The Warrior is my character of choice. You start off with a longsword and the most hit points of all the characters. At first, my mindset was more protective, with fortitude getting the most skill points, but since then, I've adopted a more offense-oriented mindset, with the most points going to melee and range. I don't have to take as many hits, if I can dispatch monsters in fewer moves. I always worship at the altar of the archer, to better my chances of getting plenty of ammunition, and it's better still to either purchase or luck upon one of the magic staffs as a backup range weapon. My favorite of those is the storm staff, which, is very useful in the sewers and anywhere else with open bodies of water. The Book of the Storm Mage is also my favorite for extra talents, like the lightning bolt, especially in the settings with bodies of water. Other favorite items include the Boots of Flight, which are especially appreciated, if I'm in The Core with its lava beds. I also love the Shield of Reflection, Gloves of Might, the Storm-chopper and Circlet of Knowledge, Scroll of Hell Fire and dragon scale armor. Metal plate armor and shield are items I always sell to the merchant, and if I happen upon a wishing well for the first time, my tendency is to summon food, since I know what I'm getting.
My most satisfying outcome was making off with the Goblet of Yendor, after delivering a thunderclap to stun enemies for enough moves for me to get to the prize without having to spend extra time on killing them.
Possible stuff to change for future versions: Different music for each floor, and the ability to go the last saved game, even after one has been killed. If I die prior to the end, it's usually for a bonehead mistake, like failing to keep track of my own hit points while merrily swinging away at a crowd of monsters--particularly galling, when I've lucked into a lot of my favorite gear. (Then again, not being able to go back to that game serves me right for being boneheaded.)
In conclusion, it's one of my favorite time-killing games and thus deserving its five-star plaudit from me.
Simple, yet challenging; frustrating, at times, yet highly addictive, thanks to having only one life per game. Some others mentioned preferring that the ship maneuver via that arrow keys, but I like using just the mouse and needing only one hand to play this time-chewer. One thing I'd like to see in a subsequent version is the player's ship automatically firing without the player having to depress the mouse button, since there's no reason to hold one's fire in this game.
I managed to get all but two of the medals, and I don't imagine I'll ever score enough point to earn the "best-of-all-time" medal. I do wonder, though, when the "elite speed ship" is supposed to show up. As of this writing, I've managed to survive long enough to make it past 100,000 points and still didn't see it.
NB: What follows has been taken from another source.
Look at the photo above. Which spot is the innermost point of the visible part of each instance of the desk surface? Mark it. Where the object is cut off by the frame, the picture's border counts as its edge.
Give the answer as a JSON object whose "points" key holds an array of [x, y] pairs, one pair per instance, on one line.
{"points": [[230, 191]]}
One of the most satisfying, time-killing games I've played. It's simple to operate, yet complex, in terms of determining where to aim to crush a castle and timing the launch to get that shot. It's also cool that players can make and submit their own castles for crushing by other players, and the physics of the pieces has also been well worked out. Well done!
What I like about this game: The smooth handling, easy to operate interface; the ability to set the difficulty level and number of enemy to kill; the simple but elegant visuals, both of the operating environments, ships and elements, which help retain my interest in playing. One can spend hours on this game without getting stressed out with a craft that's too fragile and crashes easily.
What I'd like to see in a future version: Clarification from the beginning of what the different keys represent, and a story version with a Boss character at the end of each stage. Also, the medals earned in this current version don't show up as total points on one's gaming profile, so that could be fixed.
This demo game is a good start. What I especially like about it, and why I'm giving it 3 stars--is the crazy background music, whose modernistic harmonies bring to mind the music of 20th Century composers, Paul Hindemith and Bela Bartok.